Les longues journées de kayak ont lié les paysages et les visages sur une même épissure. Je mesure l’enseignement des expériences vécues, incrustées en moi comme la géographie des lieux dans ma géographie intérieure. p.227.
Si le mouvement est un moteur de l’esprit, l’immobilisme, lui, incite à la paresse et à l’endormissement. Le farniente fabrique des consommateurs dociles, des jouisseurs conditionnés qui confondent l’injonction du désir avec la faculté d’agir selon leur volonté. p.179.
Avons-nous oublié que l’humanité vécut dans l’errance, sans cadre ni doctrine, durant des dizaines de milliers d’années ? Peut-être que non. Et peut-être est-ce cela qui entretient notre fascination pour les peuples voyageurs et insoumis. p.73.
L’étape possède d’innombrables vertus, indissociables du voyage.

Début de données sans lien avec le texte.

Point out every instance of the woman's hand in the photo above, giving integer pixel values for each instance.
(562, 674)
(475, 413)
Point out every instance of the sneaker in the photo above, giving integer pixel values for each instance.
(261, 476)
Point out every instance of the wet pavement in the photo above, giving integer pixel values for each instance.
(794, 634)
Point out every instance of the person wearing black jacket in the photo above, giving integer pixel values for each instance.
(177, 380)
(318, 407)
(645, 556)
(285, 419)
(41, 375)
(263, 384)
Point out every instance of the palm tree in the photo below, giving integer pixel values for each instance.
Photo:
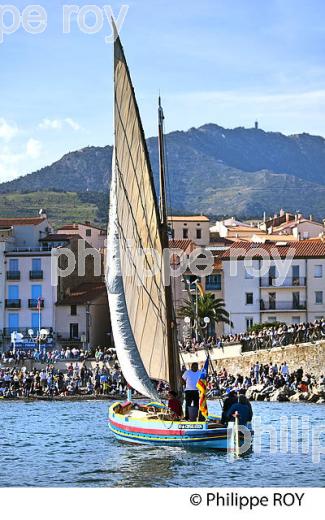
(207, 307)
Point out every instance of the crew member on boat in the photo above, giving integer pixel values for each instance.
(190, 379)
(242, 409)
(228, 402)
(174, 404)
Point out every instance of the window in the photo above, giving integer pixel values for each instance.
(74, 331)
(249, 298)
(248, 275)
(249, 323)
(36, 292)
(319, 297)
(272, 301)
(295, 300)
(13, 321)
(36, 321)
(295, 275)
(213, 282)
(13, 264)
(13, 292)
(318, 271)
(36, 264)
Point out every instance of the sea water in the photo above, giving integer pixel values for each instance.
(70, 444)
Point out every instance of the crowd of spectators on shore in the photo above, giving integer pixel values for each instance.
(77, 379)
(266, 338)
(266, 375)
(15, 355)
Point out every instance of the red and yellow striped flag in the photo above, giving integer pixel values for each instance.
(202, 386)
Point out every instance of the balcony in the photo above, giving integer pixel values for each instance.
(13, 303)
(294, 281)
(13, 275)
(33, 303)
(212, 286)
(36, 275)
(282, 306)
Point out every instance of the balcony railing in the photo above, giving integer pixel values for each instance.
(36, 275)
(282, 306)
(13, 275)
(13, 303)
(294, 281)
(34, 302)
(24, 330)
(213, 286)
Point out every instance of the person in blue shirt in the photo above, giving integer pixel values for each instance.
(243, 409)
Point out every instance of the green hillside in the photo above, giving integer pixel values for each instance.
(61, 207)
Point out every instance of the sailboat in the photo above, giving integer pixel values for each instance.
(142, 315)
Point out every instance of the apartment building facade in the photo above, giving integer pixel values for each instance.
(195, 228)
(274, 282)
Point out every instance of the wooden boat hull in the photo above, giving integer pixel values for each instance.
(183, 434)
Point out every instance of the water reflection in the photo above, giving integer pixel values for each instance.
(69, 444)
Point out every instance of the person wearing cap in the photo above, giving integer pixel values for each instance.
(228, 402)
(190, 379)
(243, 410)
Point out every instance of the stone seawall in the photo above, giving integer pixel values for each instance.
(309, 356)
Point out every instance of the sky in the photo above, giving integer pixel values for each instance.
(228, 62)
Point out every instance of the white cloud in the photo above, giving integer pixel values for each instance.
(74, 125)
(7, 131)
(58, 124)
(33, 148)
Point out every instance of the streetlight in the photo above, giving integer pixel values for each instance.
(187, 319)
(42, 336)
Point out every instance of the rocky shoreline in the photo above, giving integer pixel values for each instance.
(261, 392)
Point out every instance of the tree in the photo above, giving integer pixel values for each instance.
(209, 307)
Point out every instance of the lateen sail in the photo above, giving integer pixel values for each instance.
(137, 302)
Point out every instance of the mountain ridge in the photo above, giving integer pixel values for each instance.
(211, 170)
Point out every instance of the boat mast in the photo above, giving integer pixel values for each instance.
(173, 359)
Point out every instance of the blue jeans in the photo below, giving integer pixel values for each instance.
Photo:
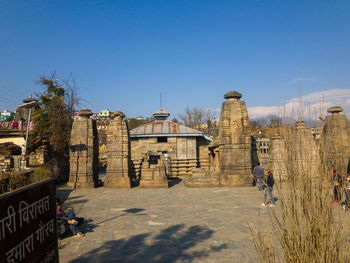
(260, 183)
(269, 191)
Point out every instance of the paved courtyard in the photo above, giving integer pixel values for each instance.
(177, 224)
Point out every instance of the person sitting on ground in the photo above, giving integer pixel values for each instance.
(70, 218)
(270, 182)
(258, 172)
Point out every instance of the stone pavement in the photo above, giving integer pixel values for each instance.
(177, 224)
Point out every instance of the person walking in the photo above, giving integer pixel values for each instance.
(258, 172)
(270, 181)
(337, 185)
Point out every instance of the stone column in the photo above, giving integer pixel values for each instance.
(235, 166)
(336, 141)
(83, 154)
(118, 152)
(153, 174)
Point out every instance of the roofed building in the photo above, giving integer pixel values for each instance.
(183, 148)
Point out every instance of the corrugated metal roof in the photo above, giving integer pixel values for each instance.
(164, 128)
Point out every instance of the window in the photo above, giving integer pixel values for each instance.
(162, 139)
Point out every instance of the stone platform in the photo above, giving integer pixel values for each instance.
(177, 224)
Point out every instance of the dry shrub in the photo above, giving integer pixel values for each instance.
(307, 226)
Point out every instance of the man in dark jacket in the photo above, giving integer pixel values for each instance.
(258, 172)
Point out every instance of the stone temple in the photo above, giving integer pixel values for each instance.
(151, 154)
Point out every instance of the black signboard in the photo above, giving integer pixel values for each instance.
(28, 224)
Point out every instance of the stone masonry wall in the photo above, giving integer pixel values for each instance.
(234, 151)
(83, 152)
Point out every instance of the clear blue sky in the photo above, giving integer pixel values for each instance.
(123, 54)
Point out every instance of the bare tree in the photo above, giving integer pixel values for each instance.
(199, 119)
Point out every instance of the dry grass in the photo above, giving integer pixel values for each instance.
(306, 225)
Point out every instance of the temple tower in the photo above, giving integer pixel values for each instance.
(234, 149)
(118, 152)
(336, 141)
(83, 152)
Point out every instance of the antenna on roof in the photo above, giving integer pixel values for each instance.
(161, 100)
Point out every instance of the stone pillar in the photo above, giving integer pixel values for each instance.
(235, 166)
(336, 141)
(83, 154)
(153, 171)
(118, 152)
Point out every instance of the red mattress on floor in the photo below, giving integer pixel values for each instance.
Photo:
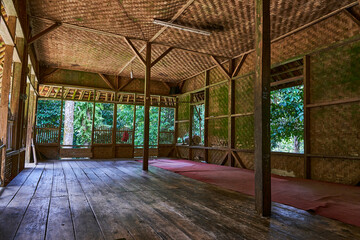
(336, 201)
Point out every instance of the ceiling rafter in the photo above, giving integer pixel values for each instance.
(181, 10)
(133, 48)
(100, 32)
(333, 13)
(106, 81)
(43, 33)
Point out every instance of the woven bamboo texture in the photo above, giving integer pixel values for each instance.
(231, 25)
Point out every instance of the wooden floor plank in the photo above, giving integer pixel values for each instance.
(130, 220)
(59, 186)
(60, 225)
(110, 224)
(85, 223)
(33, 226)
(115, 199)
(13, 214)
(8, 192)
(46, 182)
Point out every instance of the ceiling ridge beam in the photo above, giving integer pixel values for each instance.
(109, 34)
(228, 75)
(133, 48)
(181, 11)
(161, 56)
(238, 67)
(352, 15)
(106, 81)
(44, 32)
(282, 36)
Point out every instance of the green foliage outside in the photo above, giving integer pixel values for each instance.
(287, 120)
(199, 121)
(125, 117)
(83, 112)
(48, 113)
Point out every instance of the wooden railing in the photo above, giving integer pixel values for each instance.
(47, 134)
(167, 137)
(103, 135)
(124, 136)
(10, 131)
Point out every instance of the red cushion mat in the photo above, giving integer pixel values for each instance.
(330, 200)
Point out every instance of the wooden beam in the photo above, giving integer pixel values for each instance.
(137, 53)
(43, 33)
(5, 91)
(239, 65)
(106, 81)
(286, 81)
(206, 115)
(285, 35)
(147, 107)
(307, 151)
(126, 84)
(221, 67)
(161, 56)
(166, 85)
(224, 159)
(231, 120)
(43, 77)
(350, 12)
(262, 108)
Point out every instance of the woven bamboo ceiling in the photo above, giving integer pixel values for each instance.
(76, 45)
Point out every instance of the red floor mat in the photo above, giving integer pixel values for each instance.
(336, 201)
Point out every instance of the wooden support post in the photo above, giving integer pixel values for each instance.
(206, 115)
(307, 151)
(43, 33)
(262, 108)
(191, 110)
(147, 106)
(231, 111)
(5, 91)
(159, 122)
(114, 130)
(29, 131)
(93, 122)
(134, 123)
(61, 116)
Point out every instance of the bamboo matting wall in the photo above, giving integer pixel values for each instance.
(334, 129)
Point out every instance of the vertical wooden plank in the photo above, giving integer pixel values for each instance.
(29, 126)
(206, 115)
(147, 106)
(15, 92)
(262, 108)
(134, 123)
(114, 131)
(159, 122)
(191, 110)
(93, 124)
(61, 117)
(24, 73)
(5, 91)
(231, 120)
(307, 151)
(176, 127)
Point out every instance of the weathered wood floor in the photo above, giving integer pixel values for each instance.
(116, 200)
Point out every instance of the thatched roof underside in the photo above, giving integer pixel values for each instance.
(231, 24)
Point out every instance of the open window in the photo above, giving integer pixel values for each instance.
(124, 124)
(287, 108)
(103, 125)
(198, 118)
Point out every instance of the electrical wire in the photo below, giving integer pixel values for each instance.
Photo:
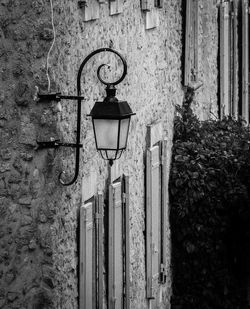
(53, 42)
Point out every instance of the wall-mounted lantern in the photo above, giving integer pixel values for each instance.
(110, 118)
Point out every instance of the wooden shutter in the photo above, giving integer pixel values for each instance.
(191, 42)
(119, 261)
(153, 215)
(224, 59)
(164, 211)
(234, 65)
(115, 247)
(127, 240)
(99, 248)
(91, 254)
(245, 60)
(87, 257)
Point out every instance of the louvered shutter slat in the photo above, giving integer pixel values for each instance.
(87, 257)
(245, 60)
(153, 214)
(115, 247)
(127, 241)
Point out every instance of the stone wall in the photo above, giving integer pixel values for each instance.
(38, 217)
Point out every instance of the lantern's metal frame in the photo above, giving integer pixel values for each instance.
(58, 97)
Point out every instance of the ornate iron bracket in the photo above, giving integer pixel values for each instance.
(58, 97)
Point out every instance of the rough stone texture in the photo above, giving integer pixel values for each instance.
(38, 217)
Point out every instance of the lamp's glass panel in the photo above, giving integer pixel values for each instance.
(106, 131)
(124, 127)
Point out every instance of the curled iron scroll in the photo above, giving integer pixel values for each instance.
(78, 132)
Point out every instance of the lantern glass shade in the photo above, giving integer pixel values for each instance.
(111, 136)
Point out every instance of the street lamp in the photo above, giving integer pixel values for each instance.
(110, 118)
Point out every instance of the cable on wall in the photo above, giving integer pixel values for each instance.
(53, 42)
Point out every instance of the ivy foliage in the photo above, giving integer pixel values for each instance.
(210, 212)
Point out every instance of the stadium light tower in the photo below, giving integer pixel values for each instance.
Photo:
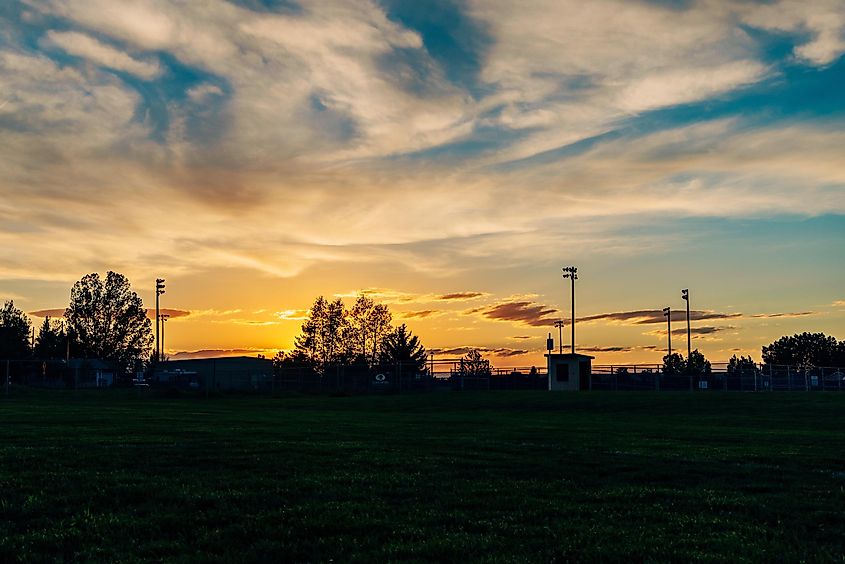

Elle est une pause, une respiration, qui permet comme dans la vie de regarder un instant derrière soi avant de continuer d’avancer. p.178
L’aventure n’existe pas au travers d’un objectif. Elle existe chaque jour, au rythme du vent, du bruissement des frondaisons, du cliquetis de l’eau sur les rives ou des stridulations des insectes au petit matin dans la fraîcheur qu’amène la rosée. p.22.
Ce n’est pas le monde qui change lorsqu’on le parcourt, mais le regard qu’on porte sur lui. p.228.
Le ciel reste l’ultime monde inconnu, peuplé de nos songes. Il alimente nos questionnements impérieux, tout comme il nous sert de miroir : c’est parce qu’il montre l’ailleurs que nous pouvons tenter de comprendre qui nous sommes. p.200.